Let me explain why I said it was clever. I've redrawn the fwr bridge to make the explanation clearer.

The diagram shows one half of the cycle

cct.png

during the cycle when a is positive relative to b:

point b is clamped by D4 to a voltage very close to ground. Point a is positive with respect to ground and at the peak is + 36 * 1.4.. volts.

The centre tap is at +18 * 1.4.. volts.

On the other half of the cycle
point a is clamped by D3 to a voltage very close to ground.
Point b is positive with respect to ground and at the peak is + 36 * 1.4.. volts.

The centre tap is at +18 * 1.4.. volts.

So since the 18V load is very low compared to your heaters you CAN take a full-wave rectified 18V from the centre tap.

cct.png

johnerrington:
Sorry hardwareman I was giving you undeserved credit... is however suits your requirements effectively.

That's OK. I should be ashamed of myself (regards my first drawing).

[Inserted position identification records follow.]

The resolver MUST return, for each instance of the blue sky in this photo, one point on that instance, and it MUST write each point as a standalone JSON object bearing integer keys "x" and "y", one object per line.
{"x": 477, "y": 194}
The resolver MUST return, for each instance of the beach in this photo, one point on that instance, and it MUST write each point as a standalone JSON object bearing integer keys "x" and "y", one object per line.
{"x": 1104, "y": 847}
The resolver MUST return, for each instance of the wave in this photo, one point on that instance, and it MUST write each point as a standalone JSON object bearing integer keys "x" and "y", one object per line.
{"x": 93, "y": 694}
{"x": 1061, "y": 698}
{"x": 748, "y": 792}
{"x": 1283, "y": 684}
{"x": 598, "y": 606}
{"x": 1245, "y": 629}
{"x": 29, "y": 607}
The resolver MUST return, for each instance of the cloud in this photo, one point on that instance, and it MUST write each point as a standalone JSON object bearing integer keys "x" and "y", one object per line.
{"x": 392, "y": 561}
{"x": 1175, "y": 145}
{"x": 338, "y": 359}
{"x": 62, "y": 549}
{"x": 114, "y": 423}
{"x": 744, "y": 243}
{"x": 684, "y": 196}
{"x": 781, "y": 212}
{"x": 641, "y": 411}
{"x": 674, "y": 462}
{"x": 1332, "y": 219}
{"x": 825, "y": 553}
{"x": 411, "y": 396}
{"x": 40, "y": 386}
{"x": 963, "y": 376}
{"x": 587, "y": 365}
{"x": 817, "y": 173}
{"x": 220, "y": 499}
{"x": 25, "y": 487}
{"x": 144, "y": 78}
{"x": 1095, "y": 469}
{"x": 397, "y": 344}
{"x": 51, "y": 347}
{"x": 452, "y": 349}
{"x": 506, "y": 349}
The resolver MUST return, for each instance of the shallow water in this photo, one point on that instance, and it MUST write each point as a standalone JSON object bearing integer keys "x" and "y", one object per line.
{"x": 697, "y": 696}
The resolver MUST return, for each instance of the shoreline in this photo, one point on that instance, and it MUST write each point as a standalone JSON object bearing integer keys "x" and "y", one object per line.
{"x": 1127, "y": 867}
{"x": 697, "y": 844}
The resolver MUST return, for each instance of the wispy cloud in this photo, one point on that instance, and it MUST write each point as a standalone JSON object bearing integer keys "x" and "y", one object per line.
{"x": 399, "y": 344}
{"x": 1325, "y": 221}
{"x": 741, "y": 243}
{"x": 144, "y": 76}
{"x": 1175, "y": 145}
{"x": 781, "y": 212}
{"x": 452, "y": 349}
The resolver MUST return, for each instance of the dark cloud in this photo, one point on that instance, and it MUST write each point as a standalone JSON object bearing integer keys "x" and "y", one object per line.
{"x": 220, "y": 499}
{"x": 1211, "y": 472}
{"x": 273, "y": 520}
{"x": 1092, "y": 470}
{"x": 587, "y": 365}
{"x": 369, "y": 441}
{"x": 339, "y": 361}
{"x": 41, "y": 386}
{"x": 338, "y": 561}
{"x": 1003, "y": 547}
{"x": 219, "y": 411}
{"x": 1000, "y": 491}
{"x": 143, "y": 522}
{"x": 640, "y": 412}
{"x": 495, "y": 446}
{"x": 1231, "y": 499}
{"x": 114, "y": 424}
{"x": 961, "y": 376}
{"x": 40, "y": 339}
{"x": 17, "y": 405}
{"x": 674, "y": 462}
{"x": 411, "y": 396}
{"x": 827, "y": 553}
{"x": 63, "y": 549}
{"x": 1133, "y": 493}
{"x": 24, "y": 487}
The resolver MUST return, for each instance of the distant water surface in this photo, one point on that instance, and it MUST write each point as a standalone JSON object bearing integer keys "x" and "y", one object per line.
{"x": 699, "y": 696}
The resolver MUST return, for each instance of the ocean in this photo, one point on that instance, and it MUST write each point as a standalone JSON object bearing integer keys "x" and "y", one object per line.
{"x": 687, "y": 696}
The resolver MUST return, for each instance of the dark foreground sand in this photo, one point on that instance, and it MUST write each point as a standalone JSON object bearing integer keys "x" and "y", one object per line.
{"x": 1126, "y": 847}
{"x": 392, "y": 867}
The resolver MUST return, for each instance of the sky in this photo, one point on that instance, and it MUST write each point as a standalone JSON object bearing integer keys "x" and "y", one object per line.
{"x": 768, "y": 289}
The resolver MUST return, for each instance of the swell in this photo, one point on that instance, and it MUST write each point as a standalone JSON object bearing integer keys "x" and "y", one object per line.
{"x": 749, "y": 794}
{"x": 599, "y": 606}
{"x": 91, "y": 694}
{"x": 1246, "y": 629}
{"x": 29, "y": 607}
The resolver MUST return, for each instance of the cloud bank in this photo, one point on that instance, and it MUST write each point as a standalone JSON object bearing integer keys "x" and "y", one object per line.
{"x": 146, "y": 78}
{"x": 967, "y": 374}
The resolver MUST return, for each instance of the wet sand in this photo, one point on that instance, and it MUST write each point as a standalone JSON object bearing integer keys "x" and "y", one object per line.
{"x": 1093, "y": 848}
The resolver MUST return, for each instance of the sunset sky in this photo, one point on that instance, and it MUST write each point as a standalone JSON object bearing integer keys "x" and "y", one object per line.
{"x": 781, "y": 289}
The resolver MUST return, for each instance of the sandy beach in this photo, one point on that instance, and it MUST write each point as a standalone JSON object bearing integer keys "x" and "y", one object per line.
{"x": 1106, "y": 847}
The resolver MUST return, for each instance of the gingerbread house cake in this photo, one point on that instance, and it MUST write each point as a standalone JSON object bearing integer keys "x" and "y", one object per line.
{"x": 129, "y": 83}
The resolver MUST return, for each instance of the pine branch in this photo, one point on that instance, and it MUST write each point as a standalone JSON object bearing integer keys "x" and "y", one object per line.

After all I'm suppose to be an electrical engineer, but after I completed 2 years education back in 1985, I never practiced - the computer came and I was lost in programming...
Just a year ago since I started with Arduino and electronics again - as a hobby.

johnerrington:
So since the 18V load is very low compared to your heaters you CAN take a full-wave rectified 18V from the centre tap.

That was on my mind when I saw your first drawing. So I'll consider both another full-wave bridge or an external 12V power supply that can give me 12 V for all three boxes. Using an external power supply (re)move the heat problem from the boxes with the transformers.
And since I might get a problem with space in the boxes, an external 12V power only require a connector, which occupy less space.

So, the original circuit is fine in regard to connecting that transformer and obtaining half the DC voltage from the centre tap - the additional rectifier is not necessary.

The "split" supply is more commonly used with the centre tap grounded so the bridge gives positive and negative supplies. You can see that a diode in the centre tap makes no sense.